Vers la fin du VIe siècle, on entreprit à Rome une série de falsifications dont le plein effet ne se fit sentir que beaucoup plus tard. On fit des additions, conformes aux prétentions romaines. En particulier, ce célèbre passage, dans lequel Cyprien écrivait :
" Tous les apôtres ont reçu du Christ exactement la même puissance et la même autorité que Pierre. "
Ce texte était en contradiction trop éclatante avec la théorie formulée depuis le pape Gélase (492-496). Aussi ces mots furent-ils introduits au texte original :
" La primauté a été accordée à Pierre… "

La lecture du passage extrait de sa vingt-septième lettre lève les derniers doutes possibles sur l'interprétation que Cyprien a donnée aux textes de l'Evangile relatifs à Pierre :
" De là, à travers les vicissitudes des temps et des successions, ont découlé : et l'ordination des évêques, et la base (ratio) de l'Eglise, de telle sorte que l'Eglise soit établie sur les évêques et que tout acte de l'Eglise soit gouverné par les mêmes préposés. "

Cela nous amène à dire, comme l'a déclaré le célèbre théologien catholique I. de Dœllinger :
" Or depuis Pie IV au XVIe siècle, le serment universellement imposé au clergé (la professio fidei Tridentina) contient l'obligation de ne jamais interpréter l'Ecriture sainte autrement que d'après le consentement unanime des Pères (par conséquent d'après les Docteurs de l'Eglise des six premiers siècles), chaque évêque et théologien viole donc le serment qu'il a prêté, lorsqu'il conclut exégétiquement du passage en question que le Christ a promis aux papes le privilège de l'infaillibilité dogmatique. "

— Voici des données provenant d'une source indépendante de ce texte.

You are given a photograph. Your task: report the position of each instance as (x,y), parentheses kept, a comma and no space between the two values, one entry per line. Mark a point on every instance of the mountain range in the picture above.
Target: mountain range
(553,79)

Le grand évêque de Meaux, Bossuet, en 1688, défiait les protestants de donner la preuve que la vérité catholique ait jamais variée :
" …Que si par de telles preuves ils nous montrent la moindre inconsistance ou la moindre variation dans les dogmes de l'Eglise catholique depuis son origine jusqu'à nous, c'est-à-dire depuis la fondation du Christianisme, je veux bien avouer qu'ils ont raison, et moi-même j'effacerai toute mon histoire. "

Telle n'a pas été la foi constante de l'Eglise. Ce qui manquera toujours à cette chaîne de papes, si longue soit-elle, c'est le premier anneau, celui qui devrait la rattacher aux premiers apôtres.
Ainsi nous avons là une double responsabilité :
la première, envers nos frères catholiques, à savoir celle de lever le voile sur cette imposture ; et la seconde, envers nous-mêmes, celle de ne jamais mettre nos propres convictions et sentiments comme fondement dans notre recherche de la Parole de Dieu.

Résumé de l'ouvrage de Laurent THAEDER, Tu es Petrus et super hanc petram... Lettre ouverte au Vatican en général et à Joseph Ratzinger en particulier, 2001.